The boys will most likely watch the men ride off into the distance on the fifth section of gravel. Cancellara compares riding on the gravel roads to riding in sand, so the 11.5km Monte Sante Marie section would be hard enough without the nasty climbs it contains as well.
But the moves for victory will most likely occur in the final 25km. Section seven has a strength-sapping climb that maxes out at 15%, while section eight might be only 2km but has 18% gradients. Once the riders get through that, they only have 12.5km left to ride but it isn’t a smooth run into Siena. Whoever is left and looking to win has to climb the final kilometre to Via Santa Caterina, which has its own section of 16%. Finally, the riders will descent into the Piazza il Campo to the finish.
Who to watch
This year, the race organisers have announced that any rider who wins the race three times will get a section of gravel road named after him. The only man who can do that this year is Fabian Cancellara (RadioShack-Leopard), who pins on the number one on Saturday. He will be looking to start his season properly with a commanding win just as he did last year, but hoping that the rest of the spring turns out a bit more fortuitously for him.

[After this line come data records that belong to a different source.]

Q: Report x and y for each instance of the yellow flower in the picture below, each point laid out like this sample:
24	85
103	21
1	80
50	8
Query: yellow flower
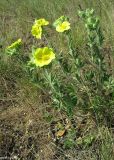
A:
43	56
37	27
36	31
41	22
15	44
63	26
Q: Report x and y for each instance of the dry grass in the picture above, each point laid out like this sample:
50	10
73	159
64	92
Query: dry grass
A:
24	125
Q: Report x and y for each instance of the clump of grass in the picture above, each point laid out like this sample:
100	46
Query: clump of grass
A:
79	80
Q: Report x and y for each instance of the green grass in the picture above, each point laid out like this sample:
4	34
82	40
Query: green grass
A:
27	119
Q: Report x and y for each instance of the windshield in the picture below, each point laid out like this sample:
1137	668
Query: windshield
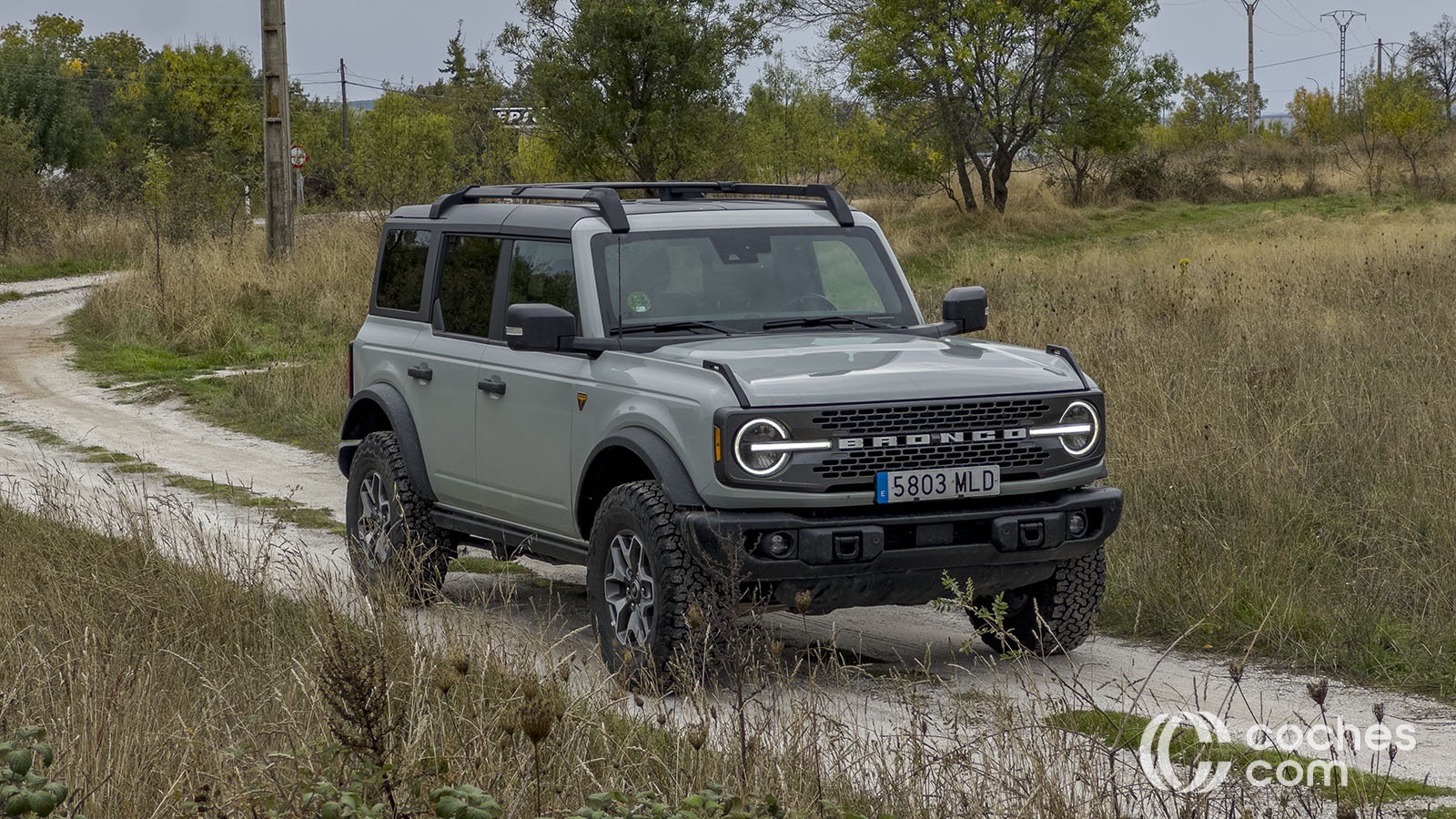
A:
747	278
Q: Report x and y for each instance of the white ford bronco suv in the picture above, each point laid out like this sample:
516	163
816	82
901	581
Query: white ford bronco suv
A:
713	370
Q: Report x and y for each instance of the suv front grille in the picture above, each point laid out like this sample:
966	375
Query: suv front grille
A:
1012	457
931	417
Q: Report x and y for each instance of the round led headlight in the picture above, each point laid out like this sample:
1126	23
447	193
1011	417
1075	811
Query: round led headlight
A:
1088	429
761	464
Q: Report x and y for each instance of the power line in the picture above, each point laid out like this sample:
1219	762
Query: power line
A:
1343	18
1310	57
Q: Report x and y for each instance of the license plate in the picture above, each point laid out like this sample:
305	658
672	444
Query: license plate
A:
936	484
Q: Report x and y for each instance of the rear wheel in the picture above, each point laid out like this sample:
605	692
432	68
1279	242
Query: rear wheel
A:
392	538
641	579
1050	617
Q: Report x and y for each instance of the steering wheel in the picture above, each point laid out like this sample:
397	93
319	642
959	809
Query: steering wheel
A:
822	300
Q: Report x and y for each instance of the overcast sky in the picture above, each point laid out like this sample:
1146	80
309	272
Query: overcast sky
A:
386	40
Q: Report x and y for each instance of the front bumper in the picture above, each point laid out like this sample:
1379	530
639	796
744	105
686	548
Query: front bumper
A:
900	554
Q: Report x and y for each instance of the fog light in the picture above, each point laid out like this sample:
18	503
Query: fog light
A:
1077	525
779	544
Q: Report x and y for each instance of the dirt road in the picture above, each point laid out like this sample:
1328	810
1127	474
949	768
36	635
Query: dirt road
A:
38	388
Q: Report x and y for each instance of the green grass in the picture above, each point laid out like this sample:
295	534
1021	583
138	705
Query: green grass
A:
1125	732
283	509
38	435
36	271
1433	814
487	566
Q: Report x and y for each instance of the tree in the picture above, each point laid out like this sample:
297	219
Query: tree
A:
1404	113
637	86
455	66
996	75
1433	55
1317	120
19	186
1106	113
38	87
903	56
788	128
1215	108
404	152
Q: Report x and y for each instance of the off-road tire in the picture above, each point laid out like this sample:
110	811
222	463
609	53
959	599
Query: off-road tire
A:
417	550
1050	617
679	577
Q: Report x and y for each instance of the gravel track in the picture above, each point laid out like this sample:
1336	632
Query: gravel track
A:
40	388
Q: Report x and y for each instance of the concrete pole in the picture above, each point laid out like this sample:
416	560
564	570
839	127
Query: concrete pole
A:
277	178
1252	95
344	106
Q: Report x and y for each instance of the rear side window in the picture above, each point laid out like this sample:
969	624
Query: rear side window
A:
468	283
402	270
543	273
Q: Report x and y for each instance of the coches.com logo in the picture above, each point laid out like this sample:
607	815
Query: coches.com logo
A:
1157	758
1271	755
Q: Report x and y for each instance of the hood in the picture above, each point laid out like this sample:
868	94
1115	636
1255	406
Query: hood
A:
856	368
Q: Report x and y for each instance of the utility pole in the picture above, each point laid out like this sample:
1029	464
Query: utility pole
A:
277	167
344	106
1254	96
1343	18
1395	48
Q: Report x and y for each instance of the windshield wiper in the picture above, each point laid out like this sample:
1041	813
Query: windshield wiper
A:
824	321
673	327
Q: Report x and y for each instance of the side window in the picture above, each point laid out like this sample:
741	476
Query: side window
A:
402	270
543	273
468	283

BMC are bringing a strong team, with Adam Blythe and Taylor Phinney probably riding in support of Greg Van Avermaet and possibly Cadel Evans. (He won the muddy strade bianche stage in the Giro in 2010, remember!)
Peter Sagan, recovered from the illness that forced him to abandon the Tour of Oman, is on deck for Cannondale. His extraordinary bike-handling skills and excellent reading of a race will no doubt be an advantage. That and his ability to astonish everyone with his climbing ability and his undeniable power means that, if he’s in good form, he could be raising his arms in victory.
Movistar’s Alejandro Valverde will hope to continue his winning ways and Luca Paolini (Katusha) must have renewed confidence after his win in Omloop Het Nieuwsblad. As the race has so far not had an Italian winner, no doubt the tifosi will be cheering on their native sons with their usual passion, including Damiano Cunego and Filippo Pozzato for Lampre and last year’s third- placed rider, Oscar Gatto for Vini Fantini.
Strade Bianche takes place on Saturday 2nd March. Live coverage of the race will be shown by Eurosport in the UK. For other options check cyclingfans.com.